Dijelaskan dalam Panduan  GLS (2016) bahwa uji literasi pemahaman membaca (selain matematika dan sains) peserta didik  kelas IV dilakukan oleh Asosiasi Internasional untuk Evaluasi Prestasi Pendidikan (IEA-the International Association for the Evaluation of Ecucational Achievement) dalam Progress in International Reading Literacy Study (PIRLS). Sedangkan untuk peserta didik usia 15 tahun dilakukan oleh Organisasi untuk Kerja Sama  dan Pembangunan Ekonomi (OECD/ Organization for Economic Cooperation and Development) dalam Programme for International Student Assesment (PISSA). Hasilnya, PIRLS 2011 Indonesia menduduki peringkat ke-45 dari 48 negara peserta, sedangkan dalam PISSA 2012 Indonesia berada pada urutan ke-64 dari 65 negara yang berpartisipasi. Khusus untuk keterampilan membaca (biasanya diikuti dengan kemampuan menulis) peserta didik Indonesia tergolong rendah.
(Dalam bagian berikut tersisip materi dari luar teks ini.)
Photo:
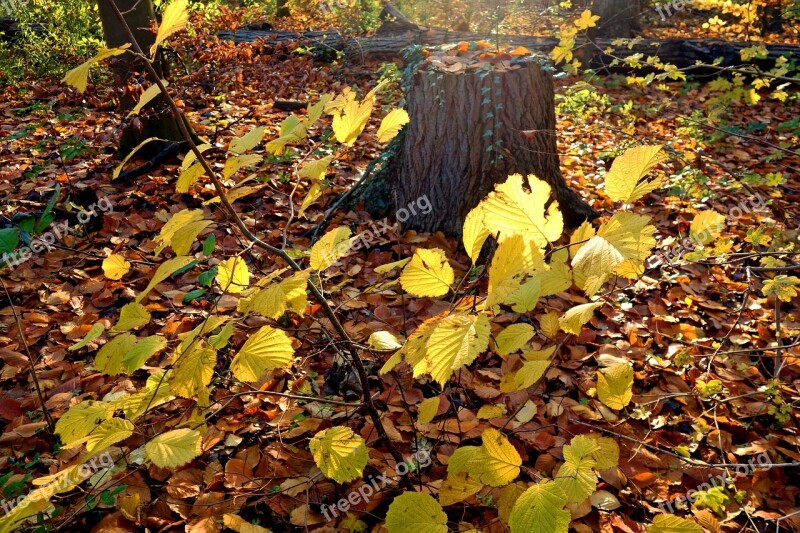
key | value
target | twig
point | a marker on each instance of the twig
(50, 424)
(184, 129)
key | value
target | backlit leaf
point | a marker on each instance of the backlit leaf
(132, 316)
(540, 509)
(174, 448)
(173, 20)
(233, 275)
(339, 453)
(416, 512)
(391, 124)
(333, 245)
(265, 350)
(574, 319)
(115, 266)
(615, 385)
(623, 180)
(427, 274)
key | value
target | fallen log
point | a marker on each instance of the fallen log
(683, 53)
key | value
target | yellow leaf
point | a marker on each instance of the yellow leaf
(576, 476)
(240, 145)
(669, 523)
(164, 271)
(615, 385)
(495, 463)
(446, 345)
(143, 350)
(315, 170)
(706, 227)
(95, 331)
(174, 448)
(267, 349)
(391, 124)
(536, 364)
(487, 412)
(115, 266)
(549, 325)
(174, 19)
(351, 119)
(383, 341)
(540, 509)
(388, 267)
(574, 319)
(147, 96)
(623, 180)
(132, 316)
(79, 76)
(633, 238)
(235, 163)
(586, 20)
(290, 294)
(514, 338)
(509, 210)
(339, 453)
(109, 358)
(428, 274)
(416, 512)
(233, 275)
(607, 453)
(457, 488)
(475, 233)
(240, 525)
(333, 245)
(178, 221)
(188, 177)
(193, 372)
(427, 410)
(108, 433)
(81, 419)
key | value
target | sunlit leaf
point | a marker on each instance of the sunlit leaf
(615, 385)
(174, 448)
(173, 20)
(416, 512)
(339, 453)
(428, 273)
(265, 350)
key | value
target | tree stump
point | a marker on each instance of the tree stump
(472, 124)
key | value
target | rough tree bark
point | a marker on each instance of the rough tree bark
(618, 18)
(155, 121)
(465, 136)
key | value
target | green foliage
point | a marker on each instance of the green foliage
(55, 33)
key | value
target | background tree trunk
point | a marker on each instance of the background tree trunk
(465, 135)
(155, 120)
(618, 18)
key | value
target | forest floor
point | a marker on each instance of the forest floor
(701, 334)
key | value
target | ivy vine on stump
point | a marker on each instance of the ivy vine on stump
(475, 118)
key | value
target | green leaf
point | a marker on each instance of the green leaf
(96, 330)
(9, 239)
(339, 453)
(416, 512)
(165, 270)
(132, 316)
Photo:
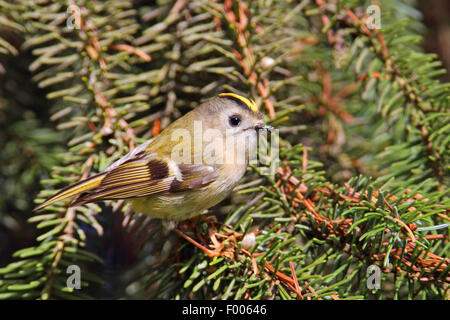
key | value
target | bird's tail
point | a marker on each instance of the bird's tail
(73, 190)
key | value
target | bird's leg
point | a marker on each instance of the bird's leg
(208, 252)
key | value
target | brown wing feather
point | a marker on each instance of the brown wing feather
(139, 178)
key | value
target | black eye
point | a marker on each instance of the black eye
(234, 120)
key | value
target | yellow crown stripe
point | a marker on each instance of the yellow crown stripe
(249, 103)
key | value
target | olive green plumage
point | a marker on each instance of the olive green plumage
(189, 167)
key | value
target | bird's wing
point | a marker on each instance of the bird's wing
(139, 178)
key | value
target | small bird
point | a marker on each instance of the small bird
(171, 179)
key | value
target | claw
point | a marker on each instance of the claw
(208, 252)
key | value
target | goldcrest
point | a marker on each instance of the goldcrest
(189, 167)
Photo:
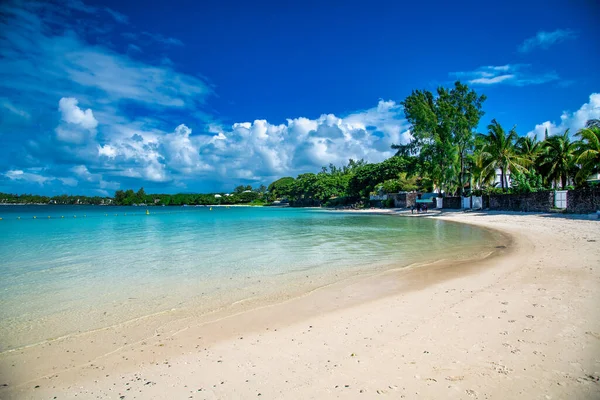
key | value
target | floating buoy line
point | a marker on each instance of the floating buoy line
(109, 215)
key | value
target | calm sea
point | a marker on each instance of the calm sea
(73, 269)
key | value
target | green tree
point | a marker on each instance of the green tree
(281, 188)
(588, 151)
(557, 160)
(140, 196)
(119, 197)
(460, 111)
(443, 131)
(528, 147)
(499, 152)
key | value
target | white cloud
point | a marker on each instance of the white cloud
(572, 121)
(25, 176)
(120, 18)
(72, 114)
(256, 151)
(17, 111)
(107, 150)
(78, 126)
(510, 74)
(544, 39)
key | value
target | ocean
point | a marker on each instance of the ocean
(71, 269)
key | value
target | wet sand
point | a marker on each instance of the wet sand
(520, 323)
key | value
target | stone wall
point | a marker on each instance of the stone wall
(538, 202)
(583, 201)
(453, 203)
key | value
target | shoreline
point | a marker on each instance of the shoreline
(322, 303)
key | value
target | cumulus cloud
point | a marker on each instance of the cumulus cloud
(544, 40)
(257, 151)
(570, 120)
(5, 103)
(125, 138)
(72, 114)
(117, 16)
(35, 176)
(510, 74)
(77, 126)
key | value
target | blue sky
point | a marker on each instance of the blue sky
(202, 96)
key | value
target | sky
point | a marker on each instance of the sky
(193, 96)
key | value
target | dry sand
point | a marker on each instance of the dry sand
(523, 323)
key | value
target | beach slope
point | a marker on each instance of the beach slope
(523, 324)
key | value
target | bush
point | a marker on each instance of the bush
(527, 182)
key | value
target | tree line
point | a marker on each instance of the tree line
(243, 194)
(448, 155)
(8, 198)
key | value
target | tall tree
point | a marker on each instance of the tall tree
(443, 127)
(499, 152)
(461, 110)
(589, 151)
(557, 160)
(528, 147)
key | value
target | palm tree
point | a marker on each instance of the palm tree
(593, 123)
(589, 151)
(499, 152)
(528, 147)
(557, 160)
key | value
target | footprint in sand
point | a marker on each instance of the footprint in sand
(593, 334)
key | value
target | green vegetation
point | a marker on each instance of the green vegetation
(445, 154)
(7, 198)
(241, 195)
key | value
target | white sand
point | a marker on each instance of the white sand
(523, 324)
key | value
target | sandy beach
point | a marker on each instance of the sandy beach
(521, 323)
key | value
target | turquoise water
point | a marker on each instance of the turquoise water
(87, 267)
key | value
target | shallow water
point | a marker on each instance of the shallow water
(87, 267)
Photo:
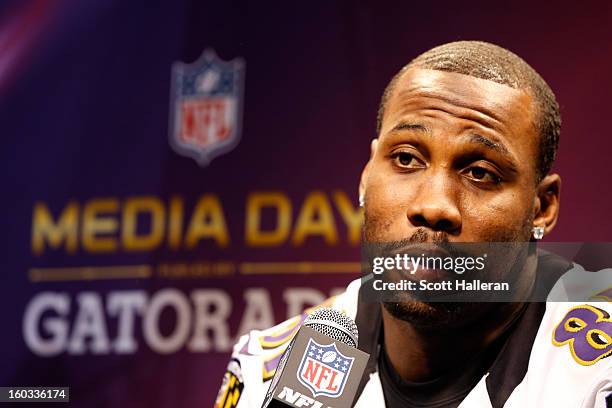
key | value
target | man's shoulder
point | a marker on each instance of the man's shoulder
(569, 363)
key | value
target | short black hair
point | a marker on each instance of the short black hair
(488, 61)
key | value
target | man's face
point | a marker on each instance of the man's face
(455, 161)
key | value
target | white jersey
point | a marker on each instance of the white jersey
(555, 357)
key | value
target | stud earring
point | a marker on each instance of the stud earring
(538, 232)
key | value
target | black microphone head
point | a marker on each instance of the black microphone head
(334, 324)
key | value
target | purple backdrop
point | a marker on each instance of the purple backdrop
(84, 102)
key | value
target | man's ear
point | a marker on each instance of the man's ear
(364, 172)
(546, 208)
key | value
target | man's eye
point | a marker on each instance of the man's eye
(406, 160)
(483, 175)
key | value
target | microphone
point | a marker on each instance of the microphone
(321, 366)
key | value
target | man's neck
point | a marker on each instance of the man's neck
(423, 354)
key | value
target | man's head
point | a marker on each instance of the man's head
(467, 133)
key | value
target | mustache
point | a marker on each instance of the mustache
(439, 239)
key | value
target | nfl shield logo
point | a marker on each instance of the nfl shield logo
(324, 369)
(206, 107)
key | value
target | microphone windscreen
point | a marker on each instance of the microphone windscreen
(334, 324)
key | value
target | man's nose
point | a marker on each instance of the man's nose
(434, 205)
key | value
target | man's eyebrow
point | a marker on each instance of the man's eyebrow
(490, 144)
(409, 126)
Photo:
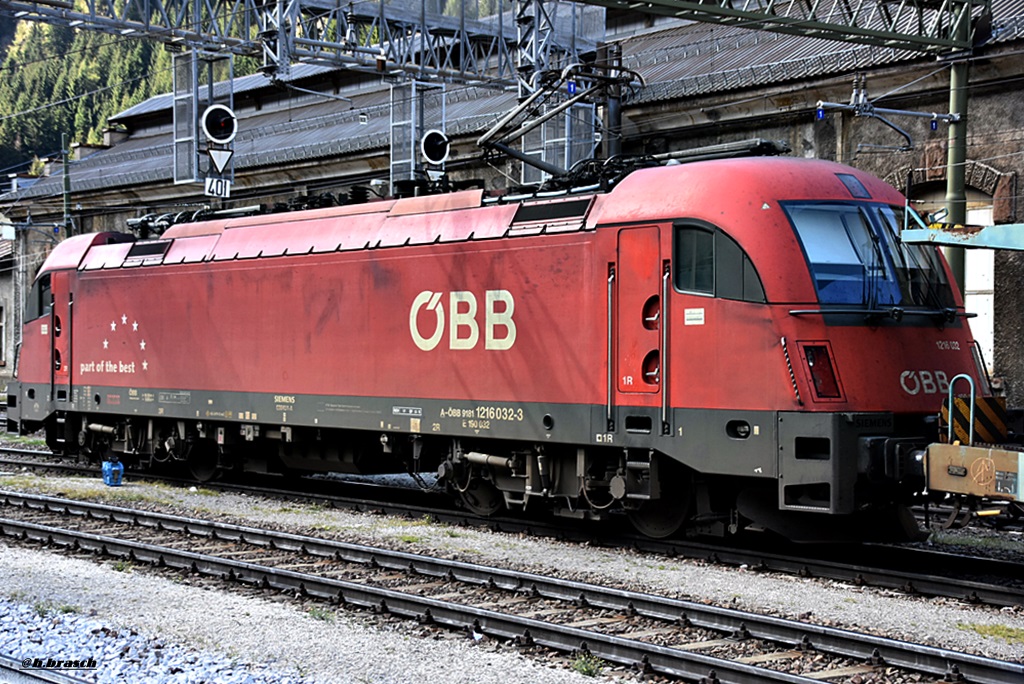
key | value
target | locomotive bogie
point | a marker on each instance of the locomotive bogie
(700, 341)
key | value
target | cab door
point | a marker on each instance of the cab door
(638, 311)
(60, 333)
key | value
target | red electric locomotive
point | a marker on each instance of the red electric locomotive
(709, 344)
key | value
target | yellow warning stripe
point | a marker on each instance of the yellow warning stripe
(989, 419)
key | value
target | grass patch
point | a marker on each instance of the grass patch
(588, 666)
(1012, 635)
(322, 613)
(19, 481)
(44, 608)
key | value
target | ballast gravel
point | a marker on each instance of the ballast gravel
(158, 628)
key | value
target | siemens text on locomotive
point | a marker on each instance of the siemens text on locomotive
(708, 345)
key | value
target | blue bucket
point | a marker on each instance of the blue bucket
(113, 470)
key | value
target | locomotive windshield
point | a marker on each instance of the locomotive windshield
(856, 257)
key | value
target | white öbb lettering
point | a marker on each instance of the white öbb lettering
(928, 382)
(464, 331)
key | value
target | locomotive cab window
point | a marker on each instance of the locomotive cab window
(856, 258)
(708, 261)
(40, 299)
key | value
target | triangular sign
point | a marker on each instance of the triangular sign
(220, 158)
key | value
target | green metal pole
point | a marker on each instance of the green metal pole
(956, 159)
(66, 164)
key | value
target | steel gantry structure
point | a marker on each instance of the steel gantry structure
(476, 39)
(503, 41)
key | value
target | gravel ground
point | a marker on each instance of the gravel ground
(285, 641)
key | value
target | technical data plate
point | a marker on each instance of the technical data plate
(991, 473)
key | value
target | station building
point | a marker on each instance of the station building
(324, 134)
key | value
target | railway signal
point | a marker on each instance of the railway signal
(435, 146)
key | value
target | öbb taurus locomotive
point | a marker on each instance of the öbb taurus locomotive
(711, 344)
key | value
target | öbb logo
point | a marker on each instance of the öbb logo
(464, 331)
(928, 382)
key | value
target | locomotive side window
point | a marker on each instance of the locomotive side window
(708, 261)
(40, 299)
(856, 258)
(695, 260)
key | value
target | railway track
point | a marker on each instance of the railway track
(974, 579)
(654, 634)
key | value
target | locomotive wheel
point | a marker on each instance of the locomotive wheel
(659, 518)
(482, 498)
(663, 517)
(202, 462)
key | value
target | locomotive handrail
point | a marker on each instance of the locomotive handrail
(897, 312)
(665, 348)
(949, 428)
(611, 379)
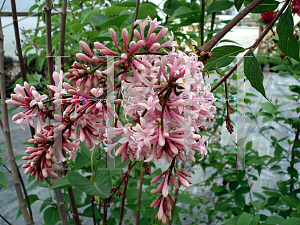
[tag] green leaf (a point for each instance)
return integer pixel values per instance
(186, 199)
(293, 172)
(232, 221)
(264, 6)
(100, 187)
(51, 216)
(116, 21)
(37, 76)
(182, 12)
(259, 205)
(61, 183)
(46, 202)
(40, 62)
(114, 10)
(272, 201)
(249, 145)
(295, 88)
(287, 42)
(32, 199)
(170, 6)
(290, 201)
(126, 4)
(239, 200)
(266, 128)
(97, 19)
(247, 219)
(233, 185)
(292, 221)
(86, 17)
(3, 180)
(27, 49)
(267, 106)
(238, 4)
(218, 6)
(258, 195)
(77, 27)
(88, 212)
(217, 188)
(253, 73)
(133, 207)
(222, 56)
(274, 220)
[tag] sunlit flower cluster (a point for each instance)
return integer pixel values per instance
(164, 100)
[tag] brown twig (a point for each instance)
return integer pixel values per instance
(215, 39)
(124, 194)
(99, 209)
(72, 198)
(58, 194)
(47, 8)
(105, 211)
(150, 53)
(202, 21)
(25, 193)
(163, 108)
(19, 48)
(18, 42)
(293, 152)
(139, 197)
(6, 221)
(62, 53)
(135, 17)
(175, 196)
(63, 32)
(255, 45)
(229, 126)
(6, 131)
(93, 210)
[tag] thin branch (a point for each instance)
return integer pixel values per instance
(124, 194)
(6, 131)
(25, 193)
(18, 42)
(104, 211)
(215, 39)
(135, 17)
(255, 45)
(212, 24)
(47, 8)
(72, 198)
(151, 53)
(93, 209)
(63, 32)
(175, 196)
(139, 196)
(19, 48)
(166, 97)
(99, 209)
(202, 21)
(293, 153)
(1, 125)
(62, 53)
(6, 221)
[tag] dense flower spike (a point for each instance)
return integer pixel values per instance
(163, 95)
(296, 7)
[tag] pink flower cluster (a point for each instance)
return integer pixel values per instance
(163, 94)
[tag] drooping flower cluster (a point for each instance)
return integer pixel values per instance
(163, 94)
(268, 16)
(296, 7)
Bagaimana jika uji literasi pemahaman membaca (dan menulis) dilakukan untuk anak-anak NTT. Pada tingkat Indonesia, berada pada urutan ke berapakah anak-anak didik kita? Dengan catatan di atas, mudah bagi kita untuk memposisikan diri berada di mana. Bisa paling tinggi, menengah, atau mungkin juru kunci. Pemaparan ini seyogyanya ingin membuka pikiran dalam GLS bahwa NTT dapat belajar dan memperoleh pelajaran berharga dari perjalanan hidup seorang Gerson Poyk. Gerson Poyk yang telah menjalani hampir seluruh hidupnya untuk membaca dan menulis.

 Catatan Penutup
Gerson Poyk adalah contoh untuk mengukur kemampuan literasi tertinggi "anak NTT". Keberadaannya dapat dijadikan panutan untuk membebaskan NTT dan Indonesia dari ketertinggalan budaya literasi (membaca dan menulis). GLS (Gerakan literasi sekolah melibatkan semua pemangku kepentingan pendidikan termasuk guru dan orang tua) di NTT dapat dilakukan berdasarkan kisah nyata tentang Gerson Poyk yang belajar membaca dan menulis dari lingkungannya. Catatan tentang beliau yang ditulis seorang wartawan senior dapat dibaca berikut ini.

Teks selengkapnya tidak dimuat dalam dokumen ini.